Sonia O’Sullivan: Pushing too hard doesn’t always pay

For athletes preparing for Rio Olympics, living in the present is key to preparation

“I was so much more on the edge going into the 1996 Olympic year, thinking about nothing else but winning the gold medal in Atlanta,” says Sonia O’Sullivan. Photograph: Julian Finney/Getty Images

“I was so much more on the edge going into the 1996 Olympic year, thinking about nothing else but winning the gold medal in Atlanta,” says Sonia O’Sullivan. Photograph: Julian Finney/Getty Images

 

A new year, a new diary and, for some athletes, entering 2016 brings the sudden realisation that the Olympic Games are now only a matter of months away.

It doesn’t seem all that long ago since I was immersed in preparation with Team Ireland for London 2012. It’s a strange feeling when the Olympics can so totally consume your life – first as an athlete, then as the chef de mission in 2012 – only this year I’m a casual observer, still uncertain what role if any that I will play in Rio this summer.

One thing is for sure: I’m looking forward with interest to see how the Irish team grows over the coming months. There is a feeling that these could be an Olympics where athletes will be competing on a more level playing field than in recent times.

It is still uncertain if the Russian Federation will be allowed to compete in Rio, but it puts out a warning to those tempted by short cuts that eventually you will be found out.

I always prefer to look ahead and not spend too much time reflecting on years gone by. However, Olympic years always bring back memories of dreams and hopes and that rollercoaster lifestyle I used to live in the 1990s and into the new millennium.

Recovering

Entering into 2000, with the Sydney Olympics later that summer, I was recovering from an injury as a result of an overly enthusiastic return to training and racing after the birth of my daughter Ciara. It all seemed very easy competing with the world’s best in races such as at the Great North Run and setting a world best over five miles on the streets of Loughrea.

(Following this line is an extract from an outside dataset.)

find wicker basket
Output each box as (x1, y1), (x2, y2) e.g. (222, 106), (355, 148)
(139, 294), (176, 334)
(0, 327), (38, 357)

Somehow I skipped a few important bits along the way and before I knew it my running was stopped in its tracks. It was back to the drawing board: eight weeks of no running and a very intense rehabilitation programme.

Second Captains

The only Chris tmas present I wanted in 1999 was to be back running, and my only goal for 2000 was to get back racing. I was down in Australia around the time too and started back training at Falls Creek, high up in the Australian Alps, some 400km outside Melbourne.

These days I am a little reluctant to go to Falls Creek. For so long my only purpose was intense training and a strict routine with no distraction. Then last week I was asked to come along and speak to the young athletes training at Falls Creek, giving me a purpose to go back and enjoy the rare mountain air.

It’s difficult to describe the sight last week as dozens of runners, of various abilities, were setting off on 1km repetitions, in perfect weather and the perfect training environment. This was the same stretch of Falls Creek that I ran at the start of 2000, with only my husband Nic with Ciara on his back for company.

Only a very small percentage of these athletes will toe the line in Rio, but they are all living the dream and chasing personal goals and setting down the markers early in 2016.

In the case of Rio, just seven months away, or any goal for the year ahead, living in the present is often the best way to contain what might be on the horizon. In some ways I was forced into this approach going into the 2000 Olympics, because of injury: I worked my way back, step by step, day by day, then came to Sydney ready to perform, winning the silver medal.

In contrast I was so much more on the edge going into the 1996 Olympic year, thinking about nothing else but winning the gold medal in Atlanta that summer. As reigning World Champion the pressure and expectation was all around me, and I soon discovered that just one stray thought could upset the path to glory.

From the outside, everything looked perfect, a lifestyle of training and racing. But driving too hard in search of perfection upset the balance and caused me to question every single thing I did. These questions then caused me to lose the belief and stability in what I was doing, and more importantly in those around me, who were also trying to guide me on this Olympic path. 

Maths problem

Setting goals can be like solving a maths problem; you know the solution you want to get to and the answer that will satisfy you.

Still it’s always better to work through the process rather than to try to jump ahead and miss something that could leave you retracing your steps and sometimes even having to wipe the slate clean.

Of course, to achieve great things, sometimes risks must also be taken. Being overly conservative is not the best approach either. You have to get the balance right to be successful.

Thinking back on my Olympic years and my goals, the smaller, steady and more manageable steps usually brought me closer to success and satisfaction. Never lose sight of the here and now, all the while knowing there are miles to run and dreams to chase.